From left, Italian Premier Mario Monti, German Chancellor Angela Merkel, Spanish Prime Minister Mariano Rajoy and President Francois Hollande of France provided few details Friday beyond agreement on pursuing a financial transaction tax – something Germany has championed.
Economists said the size of the growth package would be modest, about 1 percent of the euro alliance’s gross domestic product. But they said it marked a recognition by Merkel that more government spending would be needed.
“It is at least a step in the right direction,” said Ted Truman, a former international economics adviser at the Federal Reserve and at the Treasury Department in the Obama administration. “The tone has changed, in part because the German economy has not been doing as well recently.”
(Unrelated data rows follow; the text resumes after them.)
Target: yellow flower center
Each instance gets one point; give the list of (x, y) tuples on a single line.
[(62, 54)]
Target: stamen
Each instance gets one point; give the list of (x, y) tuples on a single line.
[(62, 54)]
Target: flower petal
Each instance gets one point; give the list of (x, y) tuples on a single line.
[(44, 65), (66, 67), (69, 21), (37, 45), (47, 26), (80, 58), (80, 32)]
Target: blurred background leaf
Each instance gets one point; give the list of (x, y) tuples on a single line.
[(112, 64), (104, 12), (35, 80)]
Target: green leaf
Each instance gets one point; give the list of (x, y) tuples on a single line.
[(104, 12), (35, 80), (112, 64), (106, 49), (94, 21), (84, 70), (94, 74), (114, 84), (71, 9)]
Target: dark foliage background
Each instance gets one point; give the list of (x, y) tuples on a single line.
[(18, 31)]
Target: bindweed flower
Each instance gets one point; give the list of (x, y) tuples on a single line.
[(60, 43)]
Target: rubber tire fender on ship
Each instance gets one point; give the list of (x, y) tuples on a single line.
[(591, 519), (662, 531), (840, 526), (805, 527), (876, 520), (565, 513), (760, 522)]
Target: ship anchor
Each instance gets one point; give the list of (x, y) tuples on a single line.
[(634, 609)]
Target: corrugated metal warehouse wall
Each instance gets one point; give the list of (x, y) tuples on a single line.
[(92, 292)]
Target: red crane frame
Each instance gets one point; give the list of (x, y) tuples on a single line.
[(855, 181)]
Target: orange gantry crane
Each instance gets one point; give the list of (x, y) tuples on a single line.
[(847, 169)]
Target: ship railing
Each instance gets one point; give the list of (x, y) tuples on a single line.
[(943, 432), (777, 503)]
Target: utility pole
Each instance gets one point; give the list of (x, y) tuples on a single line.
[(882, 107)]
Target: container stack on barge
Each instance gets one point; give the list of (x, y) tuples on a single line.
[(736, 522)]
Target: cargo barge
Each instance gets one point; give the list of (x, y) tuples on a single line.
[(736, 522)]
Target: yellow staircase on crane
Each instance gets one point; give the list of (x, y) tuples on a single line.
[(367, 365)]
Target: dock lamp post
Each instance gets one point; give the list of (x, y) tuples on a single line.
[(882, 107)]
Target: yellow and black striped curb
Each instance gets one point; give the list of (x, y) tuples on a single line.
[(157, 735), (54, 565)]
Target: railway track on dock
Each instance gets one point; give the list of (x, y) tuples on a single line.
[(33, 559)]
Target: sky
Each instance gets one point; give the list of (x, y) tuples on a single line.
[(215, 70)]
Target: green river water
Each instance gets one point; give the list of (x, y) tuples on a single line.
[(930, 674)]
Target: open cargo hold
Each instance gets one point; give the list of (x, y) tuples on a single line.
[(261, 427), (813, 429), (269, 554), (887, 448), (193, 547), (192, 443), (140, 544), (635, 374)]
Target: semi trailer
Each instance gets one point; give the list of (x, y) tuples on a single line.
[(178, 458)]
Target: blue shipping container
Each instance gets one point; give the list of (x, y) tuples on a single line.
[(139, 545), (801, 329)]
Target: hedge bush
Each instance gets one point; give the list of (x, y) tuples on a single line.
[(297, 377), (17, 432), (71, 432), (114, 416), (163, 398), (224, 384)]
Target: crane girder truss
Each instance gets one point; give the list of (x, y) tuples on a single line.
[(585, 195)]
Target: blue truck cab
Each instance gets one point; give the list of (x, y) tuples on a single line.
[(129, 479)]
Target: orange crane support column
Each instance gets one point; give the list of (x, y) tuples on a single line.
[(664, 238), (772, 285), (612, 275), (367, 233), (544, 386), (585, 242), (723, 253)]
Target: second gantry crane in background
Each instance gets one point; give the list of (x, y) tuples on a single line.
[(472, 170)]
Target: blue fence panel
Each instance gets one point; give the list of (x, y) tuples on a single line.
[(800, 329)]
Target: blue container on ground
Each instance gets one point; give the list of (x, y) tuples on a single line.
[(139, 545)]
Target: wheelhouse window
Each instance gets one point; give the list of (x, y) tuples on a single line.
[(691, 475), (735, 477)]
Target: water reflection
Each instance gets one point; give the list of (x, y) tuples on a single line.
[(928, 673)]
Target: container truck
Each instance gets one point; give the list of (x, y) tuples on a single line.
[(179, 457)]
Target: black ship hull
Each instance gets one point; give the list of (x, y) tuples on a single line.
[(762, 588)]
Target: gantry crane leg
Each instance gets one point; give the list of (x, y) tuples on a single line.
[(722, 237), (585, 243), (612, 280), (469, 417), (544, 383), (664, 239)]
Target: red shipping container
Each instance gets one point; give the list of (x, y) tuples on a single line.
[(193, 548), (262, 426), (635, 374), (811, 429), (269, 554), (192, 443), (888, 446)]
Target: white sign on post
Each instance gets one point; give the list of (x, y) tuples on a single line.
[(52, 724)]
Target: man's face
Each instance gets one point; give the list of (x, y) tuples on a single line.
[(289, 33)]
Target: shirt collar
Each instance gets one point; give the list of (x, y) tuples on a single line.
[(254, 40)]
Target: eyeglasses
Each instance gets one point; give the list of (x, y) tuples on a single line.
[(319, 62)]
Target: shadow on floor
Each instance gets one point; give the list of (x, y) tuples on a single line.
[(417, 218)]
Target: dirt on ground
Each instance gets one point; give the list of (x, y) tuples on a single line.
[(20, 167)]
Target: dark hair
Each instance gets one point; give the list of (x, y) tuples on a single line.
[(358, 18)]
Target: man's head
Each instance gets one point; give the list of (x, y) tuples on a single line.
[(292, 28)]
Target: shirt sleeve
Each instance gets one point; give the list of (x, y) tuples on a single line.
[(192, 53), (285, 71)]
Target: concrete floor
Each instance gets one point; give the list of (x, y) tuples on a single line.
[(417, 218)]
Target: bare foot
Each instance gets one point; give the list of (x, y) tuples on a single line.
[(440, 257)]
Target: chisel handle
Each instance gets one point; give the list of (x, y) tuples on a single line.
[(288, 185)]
Merkel has come under rising pressure to give ground on key pro-growth measures.
“We say that growth and solid financials are two sides of a coin,” she said. “Solid financials are not sufficient.”
Monti is trying to bridge Merkel’s insistence on fiscal discipline and the focus on growth by recently elected Hollande. He acknowledged that steps taken so far have not been sufficient, and that markets and European Union citizens alike need to view the euro currency as “irreversible.”